Re: [Discuss-gnuradio] Decoding 2FSK Compensating for carrier jitter/skewing (CFO)

2017-07-08 Thread HLL
>
>
> > Some extra information:
> > -I Only have access to trigger communication of the device.
> > -All captures taken from very close proximity (~10 cm) the device is
> > intended to work over hundreds of meters outdoors
> > -I Have access to FCC docs, but since I don't live in the US, *I'm not
> > sure what actual* "primary" *freq* of the device is.
>
> Try looking up the FCC Id at
>
>   https://fcc.io/
>
> Would you post the FCC Id?

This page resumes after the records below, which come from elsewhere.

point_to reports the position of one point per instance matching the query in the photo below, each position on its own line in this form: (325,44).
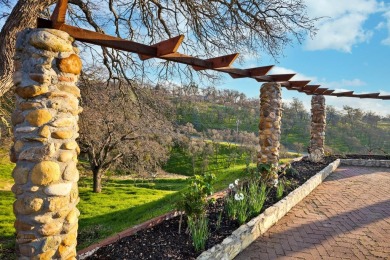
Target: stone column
(317,132)
(45,150)
(270,119)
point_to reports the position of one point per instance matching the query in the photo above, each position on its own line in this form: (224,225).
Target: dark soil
(164,242)
(364,156)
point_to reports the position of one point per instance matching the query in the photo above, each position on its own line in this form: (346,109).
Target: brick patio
(346,217)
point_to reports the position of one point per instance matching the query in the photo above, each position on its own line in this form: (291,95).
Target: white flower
(239,196)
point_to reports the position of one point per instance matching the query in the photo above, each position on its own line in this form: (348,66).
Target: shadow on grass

If I have the FCC id I may play with it when
> while I'm commuting.
>

In fact I don't know the specific FCC id of the device, but from it's
function, appearance and capabilities it can be either of these next
products...
MLLSPEEDHPTX450 <https://fcc.io/MLLSPEEDHPTX450>
MLLSPEEDTXP45-47 <https://fcc.io/MLLSPEEDTXP45-47>
I'm not sure what the difference between the HP and Just "TX" casing looks
the same, I tend to think it's the standard TX.
This is a AMR (Automated Meter Reading) system endpoint device (I.E. Just
the transmitter part)

HLL.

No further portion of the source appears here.